Artificial intelligence voice synthesis has reached a threshold where listeners cannot reliably distinguish between AI-generated voice clones and authentic human recordings, according to new research that highlights growing security and misinformation risks.
Researchers at Queen Mary University of London tested 150 participants across multiple experiments, comparing real human voices against two types of AI-generated alternatives using commercially available synthesis tools.
The study found that voice clones created from existing human recordings achieved equivalent realism ratings to genuine human voices, whilst both clone and generic AI voices were perceived as more dominant than human counterparts. Some AI voices also scored higher for trustworthiness compared to human recordings.
“AI-generated voices are all around us now. We’ve all spoken to Alexa or Siri, or had our calls taken by automated customer service systems,” said Dr Nadine Lavan, Senior Lecturer in Psychology at Queen Mary University of London, who co-led the research. “Those things don’t quite sound like real human voices, but it was only a matter of time until AI technology began to produce naturalistic, human-sounding speech. Our study shows that this time has come, and we urgently need to understand how people perceive these realistic voices.”
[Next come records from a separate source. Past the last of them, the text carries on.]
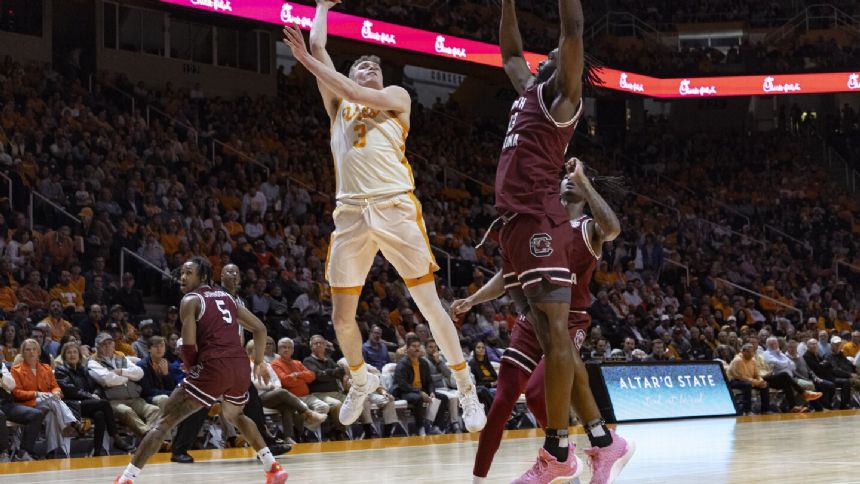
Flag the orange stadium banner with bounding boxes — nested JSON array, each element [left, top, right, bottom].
[[160, 0, 860, 98]]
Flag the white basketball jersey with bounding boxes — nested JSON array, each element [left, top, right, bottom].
[[330, 100, 414, 200]]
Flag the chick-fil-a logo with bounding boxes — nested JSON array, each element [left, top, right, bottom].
[[435, 36, 466, 58], [679, 79, 717, 96], [849, 73, 860, 90], [618, 73, 645, 93], [762, 76, 801, 93], [361, 20, 396, 45], [190, 0, 231, 12], [280, 4, 312, 28]]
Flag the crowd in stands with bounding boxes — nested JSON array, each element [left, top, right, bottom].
[[0, 48, 859, 461]]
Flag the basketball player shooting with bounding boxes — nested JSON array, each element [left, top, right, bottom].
[[281, 0, 486, 433], [455, 160, 634, 484], [491, 0, 600, 481], [114, 257, 288, 484]]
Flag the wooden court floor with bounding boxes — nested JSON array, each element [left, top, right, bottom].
[[2, 410, 859, 483]]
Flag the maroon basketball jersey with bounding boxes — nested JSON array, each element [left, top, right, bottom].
[[569, 215, 599, 311], [185, 285, 247, 362], [495, 82, 582, 226]]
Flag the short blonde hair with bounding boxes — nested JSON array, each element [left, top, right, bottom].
[[349, 55, 381, 79]]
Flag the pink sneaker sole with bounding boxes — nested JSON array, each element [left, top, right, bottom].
[[550, 455, 584, 484], [604, 440, 635, 484]]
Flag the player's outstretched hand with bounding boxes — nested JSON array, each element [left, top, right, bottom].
[[449, 298, 473, 318], [567, 157, 588, 183], [254, 362, 271, 386], [282, 25, 310, 62]]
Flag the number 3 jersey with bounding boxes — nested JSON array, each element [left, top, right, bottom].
[[184, 285, 247, 363], [330, 99, 415, 201]]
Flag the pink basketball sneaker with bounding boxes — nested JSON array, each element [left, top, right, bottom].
[[583, 430, 635, 484], [511, 444, 582, 484]]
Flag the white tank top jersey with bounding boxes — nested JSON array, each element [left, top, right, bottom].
[[330, 99, 415, 200]]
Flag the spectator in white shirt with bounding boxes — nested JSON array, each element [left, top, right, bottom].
[[87, 332, 159, 436]]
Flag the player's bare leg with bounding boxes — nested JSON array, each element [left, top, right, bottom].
[[332, 291, 380, 425], [221, 401, 288, 483], [409, 279, 486, 431], [567, 351, 634, 484], [530, 301, 575, 459], [116, 388, 203, 482]]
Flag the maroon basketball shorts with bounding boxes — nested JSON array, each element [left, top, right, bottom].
[[502, 312, 591, 375], [182, 357, 251, 408], [500, 214, 575, 309]]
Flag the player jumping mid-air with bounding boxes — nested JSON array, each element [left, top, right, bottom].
[[491, 0, 621, 480], [281, 0, 485, 432], [114, 257, 288, 484], [455, 161, 634, 484]]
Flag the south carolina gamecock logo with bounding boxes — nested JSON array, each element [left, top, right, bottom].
[[529, 233, 553, 257]]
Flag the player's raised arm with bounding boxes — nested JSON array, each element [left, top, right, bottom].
[[309, 0, 341, 118], [500, 0, 533, 95], [568, 160, 620, 252], [551, 0, 585, 116], [283, 25, 410, 113]]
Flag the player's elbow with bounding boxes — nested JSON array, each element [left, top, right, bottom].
[[309, 42, 326, 57]]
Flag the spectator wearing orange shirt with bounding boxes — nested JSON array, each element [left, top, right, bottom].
[[840, 331, 860, 359], [12, 339, 79, 457], [39, 299, 72, 342], [271, 338, 334, 423], [50, 270, 84, 313], [37, 226, 75, 270], [16, 270, 51, 312], [159, 219, 185, 255], [0, 275, 18, 313]]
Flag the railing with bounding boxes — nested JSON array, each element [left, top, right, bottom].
[[664, 258, 690, 287], [101, 82, 136, 114], [430, 245, 453, 287], [119, 247, 176, 283], [835, 260, 860, 280], [0, 171, 13, 213], [211, 138, 271, 178], [765, 4, 860, 45], [147, 105, 198, 145], [585, 11, 667, 46], [29, 191, 81, 231], [694, 217, 767, 247], [443, 166, 494, 193], [764, 224, 813, 255], [630, 191, 681, 221], [716, 277, 803, 324], [825, 146, 859, 195]]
The research team used ElevenLabs’ voice synthesis platform to create both voice clones based on existing human recordings and generic AI voices generated without specific human counterparts. Participants evaluated 80-120 voice samples for perceived realism, trustworthiness and dominance across three separate experiments.
Unlike previous research into AI-generated faces, which found that synthetic images often appeared more realistic than genuine photographs, the voice study detected no “hyperrealism effect”. However, the inability to distinguish voice clones from human recordings represents a significant milestone in AI audio synthesis capabilities.
The ease of creating convincing voice clones particularly concerned researchers. Dr Lavan noted that “the process required minimal expertise, only a few minutes of voice recordings, and almost no money”, demonstrating how accessible sophisticated AI voice technology has become.
Analysis revealed that participants correctly identified only 62-72% of genuine human recordings as authentic when presented alongside high-quality voice clones, with listeners showing bias towards labelling ambiguous voices as human-generated. Generic AI voices were more easily detected, with participants achieving above-chance discrimination accuracy.
The findings carry implications for fraud prevention, content verification and media literacy as voice synthesis technology becomes increasingly accessible. Dr Lavan emphasised that rapid technological advancement “carries many implications for ethics, copyright, and security, especially in areas like misinformation, fraud, and impersonation”.
However, she also highlighted beneficial applications, noting potential for “improved accessibility, education, and communication, where bespoke high-quality synthetic voices can enhance user experience”.